I’ve always felt a little more transparent, a little more vocal than most of my friends when it comes to my online presence. I started blogging and talking in forums well before anyone else I knew at the time, and even today it still feels as though I project more of my thoughts and feelings into cyber-space than many of the people I know (for better or worse). Indeed, people can often learn more about me through my writings here than conversations we would have in person.
It creates an unusual dichotomy, a sense of separation of selves almost, as though I have some distinct online persona outside of my physical self that can and does talk about things that maybe I wouldn’t in person, and that people can and do associate with. Only, is that the real me, or is that only the me they know, the me I want known? And how do I feel about this “other” me that talks on my behalf, the mouthpiece of my life online?
Unclear.
I feel a certain kinship with Rousay’s a softer focus, whose diaristic and sketch-like field recordings blended with soft musicality in strings and pianos provide a snippet of life and feeling. It is at once both intimately personal and yet somehow also detached from the “truth” of her existence, separate from it, incidental to it.
In “discrete (the market)”, as we are softly drawn by the ear through a carefully woven fabric of textures set against plaintive strings, there’s a sense of the activity that proceeds irrespective of our presence. Claire works here to permanise their existence, and in the setting to music also seal the reality of her experience with them, culminating in the densifying physicality of its latter half as twangling chimes and rich string drones reach their peak.
It falls in direct opposition to highlight “peak chroma” whose urban atmospheres that migrate through subways and stations find themselves in thinned drones and cerebral electronic suspensions. Then Claire’s voice cuts in, autotuned and spaced out, lost and pained:
I’m trying not to miss you
It’s an intimate moment, direct and unequivocal, and yet the processing and appearance makes it feel distant and unapproachable in some way, as though it’s emanating out of another self. This is reinforced in the loop snippets of conversation at the conclusion of the piece, chatting away on social media profiles and talk of sensitivity to the perception of projected selves to others. All this power and potential for closeness, and yet something which holds us apart.

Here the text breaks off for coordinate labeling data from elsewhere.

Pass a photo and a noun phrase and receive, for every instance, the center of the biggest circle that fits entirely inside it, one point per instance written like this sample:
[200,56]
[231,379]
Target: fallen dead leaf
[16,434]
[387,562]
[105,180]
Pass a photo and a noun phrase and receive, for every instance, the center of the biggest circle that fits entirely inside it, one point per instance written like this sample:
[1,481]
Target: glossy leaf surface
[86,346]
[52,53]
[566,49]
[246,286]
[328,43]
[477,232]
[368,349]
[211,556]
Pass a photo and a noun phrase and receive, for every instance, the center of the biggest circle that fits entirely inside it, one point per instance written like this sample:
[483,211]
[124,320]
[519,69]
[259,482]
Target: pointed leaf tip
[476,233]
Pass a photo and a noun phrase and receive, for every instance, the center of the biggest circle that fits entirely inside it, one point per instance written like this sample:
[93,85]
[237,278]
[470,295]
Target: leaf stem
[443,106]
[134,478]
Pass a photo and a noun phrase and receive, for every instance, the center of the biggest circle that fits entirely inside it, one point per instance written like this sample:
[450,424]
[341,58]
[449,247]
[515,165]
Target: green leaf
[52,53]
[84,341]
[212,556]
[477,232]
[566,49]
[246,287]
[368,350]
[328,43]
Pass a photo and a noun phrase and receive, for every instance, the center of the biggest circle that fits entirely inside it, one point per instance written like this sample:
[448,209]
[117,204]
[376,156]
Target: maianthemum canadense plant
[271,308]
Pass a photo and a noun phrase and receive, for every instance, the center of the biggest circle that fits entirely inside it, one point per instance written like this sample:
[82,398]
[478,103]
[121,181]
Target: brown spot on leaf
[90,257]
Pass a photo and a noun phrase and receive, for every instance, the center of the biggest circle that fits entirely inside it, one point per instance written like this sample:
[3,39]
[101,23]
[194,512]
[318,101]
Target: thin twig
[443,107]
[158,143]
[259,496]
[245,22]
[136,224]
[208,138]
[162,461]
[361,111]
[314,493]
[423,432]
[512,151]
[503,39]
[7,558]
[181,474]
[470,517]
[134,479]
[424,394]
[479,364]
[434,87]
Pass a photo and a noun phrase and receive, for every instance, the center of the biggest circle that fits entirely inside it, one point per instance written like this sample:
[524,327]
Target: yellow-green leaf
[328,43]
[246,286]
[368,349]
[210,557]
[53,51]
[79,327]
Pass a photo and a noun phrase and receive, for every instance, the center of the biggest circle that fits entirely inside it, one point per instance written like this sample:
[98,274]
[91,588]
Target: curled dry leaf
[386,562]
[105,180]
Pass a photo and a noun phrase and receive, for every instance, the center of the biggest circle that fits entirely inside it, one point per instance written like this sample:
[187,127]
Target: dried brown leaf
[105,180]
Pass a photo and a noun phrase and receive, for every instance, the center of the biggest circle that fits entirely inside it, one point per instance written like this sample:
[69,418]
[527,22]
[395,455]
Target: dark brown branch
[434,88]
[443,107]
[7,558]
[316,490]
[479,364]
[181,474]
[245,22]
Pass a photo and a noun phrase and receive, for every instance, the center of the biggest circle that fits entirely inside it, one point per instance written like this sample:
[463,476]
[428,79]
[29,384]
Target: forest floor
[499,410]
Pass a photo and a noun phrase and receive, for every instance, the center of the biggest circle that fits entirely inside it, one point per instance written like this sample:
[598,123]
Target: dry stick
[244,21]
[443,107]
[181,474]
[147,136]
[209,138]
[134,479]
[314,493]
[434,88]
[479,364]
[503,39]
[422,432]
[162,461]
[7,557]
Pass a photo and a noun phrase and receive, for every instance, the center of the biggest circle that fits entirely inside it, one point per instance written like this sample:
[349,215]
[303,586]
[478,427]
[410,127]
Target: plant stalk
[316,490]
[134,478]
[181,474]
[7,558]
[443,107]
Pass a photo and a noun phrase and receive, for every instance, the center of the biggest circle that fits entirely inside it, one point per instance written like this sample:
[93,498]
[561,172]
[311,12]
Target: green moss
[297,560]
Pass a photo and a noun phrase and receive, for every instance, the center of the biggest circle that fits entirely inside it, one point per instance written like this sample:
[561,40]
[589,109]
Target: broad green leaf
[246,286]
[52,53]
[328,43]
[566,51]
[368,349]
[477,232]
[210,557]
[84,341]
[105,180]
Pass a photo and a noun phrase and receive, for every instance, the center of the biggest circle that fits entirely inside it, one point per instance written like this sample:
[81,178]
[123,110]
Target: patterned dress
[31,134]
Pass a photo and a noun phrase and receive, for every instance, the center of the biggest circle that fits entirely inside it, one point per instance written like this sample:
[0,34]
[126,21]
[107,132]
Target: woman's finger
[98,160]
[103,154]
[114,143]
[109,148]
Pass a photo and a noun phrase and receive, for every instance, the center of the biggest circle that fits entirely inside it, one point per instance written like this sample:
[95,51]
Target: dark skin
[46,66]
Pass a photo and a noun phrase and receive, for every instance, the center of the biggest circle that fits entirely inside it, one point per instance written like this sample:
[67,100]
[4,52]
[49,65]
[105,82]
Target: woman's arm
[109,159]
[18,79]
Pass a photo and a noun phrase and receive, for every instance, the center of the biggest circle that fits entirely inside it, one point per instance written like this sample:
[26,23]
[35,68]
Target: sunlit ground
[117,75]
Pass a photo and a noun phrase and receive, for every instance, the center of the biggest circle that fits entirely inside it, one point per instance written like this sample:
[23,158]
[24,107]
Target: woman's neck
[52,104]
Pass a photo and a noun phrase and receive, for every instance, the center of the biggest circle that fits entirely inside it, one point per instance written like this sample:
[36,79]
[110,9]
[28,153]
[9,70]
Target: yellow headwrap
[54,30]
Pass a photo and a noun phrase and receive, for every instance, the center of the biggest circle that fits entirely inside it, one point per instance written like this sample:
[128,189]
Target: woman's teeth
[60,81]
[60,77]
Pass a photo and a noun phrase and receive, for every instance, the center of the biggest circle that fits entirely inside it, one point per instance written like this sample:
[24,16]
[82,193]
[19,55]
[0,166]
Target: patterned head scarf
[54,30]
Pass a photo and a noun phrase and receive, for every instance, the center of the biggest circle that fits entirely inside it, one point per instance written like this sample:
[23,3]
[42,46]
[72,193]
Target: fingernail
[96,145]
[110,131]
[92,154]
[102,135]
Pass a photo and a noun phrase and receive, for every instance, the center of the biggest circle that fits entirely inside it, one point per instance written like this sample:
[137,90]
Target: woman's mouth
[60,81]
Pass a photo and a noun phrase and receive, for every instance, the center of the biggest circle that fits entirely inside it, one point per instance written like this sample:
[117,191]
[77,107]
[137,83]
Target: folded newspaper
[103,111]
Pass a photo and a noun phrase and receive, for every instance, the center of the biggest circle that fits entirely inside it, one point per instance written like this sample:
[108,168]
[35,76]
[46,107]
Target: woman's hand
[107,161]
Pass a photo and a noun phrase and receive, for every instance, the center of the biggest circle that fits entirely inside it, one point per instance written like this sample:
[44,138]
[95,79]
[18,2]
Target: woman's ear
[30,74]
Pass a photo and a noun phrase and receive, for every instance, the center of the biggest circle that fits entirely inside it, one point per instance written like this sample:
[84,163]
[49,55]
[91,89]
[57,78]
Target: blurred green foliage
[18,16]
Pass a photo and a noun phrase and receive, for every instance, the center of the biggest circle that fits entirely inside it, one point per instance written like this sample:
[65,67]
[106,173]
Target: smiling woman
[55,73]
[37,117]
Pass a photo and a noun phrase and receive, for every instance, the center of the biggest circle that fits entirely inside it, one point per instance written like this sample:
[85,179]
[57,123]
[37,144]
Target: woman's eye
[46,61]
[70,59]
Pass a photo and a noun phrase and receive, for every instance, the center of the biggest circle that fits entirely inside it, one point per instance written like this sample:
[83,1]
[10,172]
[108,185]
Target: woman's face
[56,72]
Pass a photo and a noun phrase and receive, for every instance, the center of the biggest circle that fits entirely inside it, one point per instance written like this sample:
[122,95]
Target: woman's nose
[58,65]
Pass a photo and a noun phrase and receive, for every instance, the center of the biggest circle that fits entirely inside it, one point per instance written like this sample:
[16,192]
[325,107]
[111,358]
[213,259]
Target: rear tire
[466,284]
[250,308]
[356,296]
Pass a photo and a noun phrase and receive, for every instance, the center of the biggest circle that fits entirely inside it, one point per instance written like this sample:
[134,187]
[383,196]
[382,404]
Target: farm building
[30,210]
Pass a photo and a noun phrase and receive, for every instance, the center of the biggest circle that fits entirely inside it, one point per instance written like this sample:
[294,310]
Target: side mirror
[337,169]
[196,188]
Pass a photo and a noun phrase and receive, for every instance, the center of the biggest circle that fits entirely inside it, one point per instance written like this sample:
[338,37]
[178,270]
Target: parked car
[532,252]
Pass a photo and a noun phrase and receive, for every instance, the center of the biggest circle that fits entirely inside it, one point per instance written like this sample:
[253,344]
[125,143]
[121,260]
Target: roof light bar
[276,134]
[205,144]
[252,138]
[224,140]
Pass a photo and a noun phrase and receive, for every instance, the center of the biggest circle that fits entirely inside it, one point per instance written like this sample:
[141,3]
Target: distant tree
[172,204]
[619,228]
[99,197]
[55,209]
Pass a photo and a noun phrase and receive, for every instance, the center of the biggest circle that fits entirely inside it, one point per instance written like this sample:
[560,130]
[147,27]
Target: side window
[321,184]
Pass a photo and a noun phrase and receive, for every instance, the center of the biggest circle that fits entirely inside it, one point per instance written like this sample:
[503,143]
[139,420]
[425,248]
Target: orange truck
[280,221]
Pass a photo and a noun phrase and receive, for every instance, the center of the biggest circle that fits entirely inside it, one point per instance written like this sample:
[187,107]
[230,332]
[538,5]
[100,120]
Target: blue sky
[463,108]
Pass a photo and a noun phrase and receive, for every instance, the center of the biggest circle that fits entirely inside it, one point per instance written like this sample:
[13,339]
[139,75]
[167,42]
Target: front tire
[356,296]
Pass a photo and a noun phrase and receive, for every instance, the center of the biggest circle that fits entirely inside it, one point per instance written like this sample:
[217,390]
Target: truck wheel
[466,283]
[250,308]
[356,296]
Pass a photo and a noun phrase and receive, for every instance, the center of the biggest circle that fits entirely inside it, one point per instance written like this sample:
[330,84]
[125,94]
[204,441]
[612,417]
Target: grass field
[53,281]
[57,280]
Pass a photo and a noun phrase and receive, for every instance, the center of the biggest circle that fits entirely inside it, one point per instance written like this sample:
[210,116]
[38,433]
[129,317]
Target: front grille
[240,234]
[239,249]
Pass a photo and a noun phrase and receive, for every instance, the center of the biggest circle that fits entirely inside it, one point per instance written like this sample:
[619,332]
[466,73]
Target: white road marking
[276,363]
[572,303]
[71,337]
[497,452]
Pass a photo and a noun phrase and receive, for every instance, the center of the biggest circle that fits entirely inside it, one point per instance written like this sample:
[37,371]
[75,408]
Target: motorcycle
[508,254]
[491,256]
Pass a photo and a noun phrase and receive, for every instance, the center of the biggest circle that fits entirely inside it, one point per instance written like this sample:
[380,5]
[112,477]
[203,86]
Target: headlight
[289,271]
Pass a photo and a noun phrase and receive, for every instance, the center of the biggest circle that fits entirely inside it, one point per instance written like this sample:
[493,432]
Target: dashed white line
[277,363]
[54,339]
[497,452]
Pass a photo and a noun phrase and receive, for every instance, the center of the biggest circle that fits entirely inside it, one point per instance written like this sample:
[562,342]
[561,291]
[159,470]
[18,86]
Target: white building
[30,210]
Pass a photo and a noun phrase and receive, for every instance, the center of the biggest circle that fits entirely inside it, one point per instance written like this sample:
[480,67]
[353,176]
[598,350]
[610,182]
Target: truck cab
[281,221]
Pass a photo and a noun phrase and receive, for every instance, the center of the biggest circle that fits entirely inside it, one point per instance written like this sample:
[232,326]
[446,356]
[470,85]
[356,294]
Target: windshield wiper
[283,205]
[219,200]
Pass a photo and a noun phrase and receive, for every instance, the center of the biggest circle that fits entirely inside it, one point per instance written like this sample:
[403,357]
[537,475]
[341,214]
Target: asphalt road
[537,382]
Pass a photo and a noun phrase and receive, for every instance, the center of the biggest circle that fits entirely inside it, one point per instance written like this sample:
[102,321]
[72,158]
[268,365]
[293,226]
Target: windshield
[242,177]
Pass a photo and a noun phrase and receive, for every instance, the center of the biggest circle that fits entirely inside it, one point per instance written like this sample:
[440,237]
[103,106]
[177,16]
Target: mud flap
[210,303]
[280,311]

A similar trajectory falls in penultimate “stoned gesture” also, a sense of drift in a world of things. A lighter flicks aimlessly, objects rustle, glasses clink. Fireworks bang in the distance like popped corn, muted and separate. Vocals float across the surface of its hollowness, unintelligible despite their platform, crooning alongside the Vantzou-esque strings that haunt the backfield in lonely isolation.
Despite everything we can communicate through our other, that part of us that channels our thoughts and feelings and articulates them for people, there’s a surprising accompanying loneliness. Perhaps, as Claire intimates here, we should go a little easier on ourselves, get a little closer to the voice that speaks for us, from us, and in doing so get become more attuned to the real things all around us.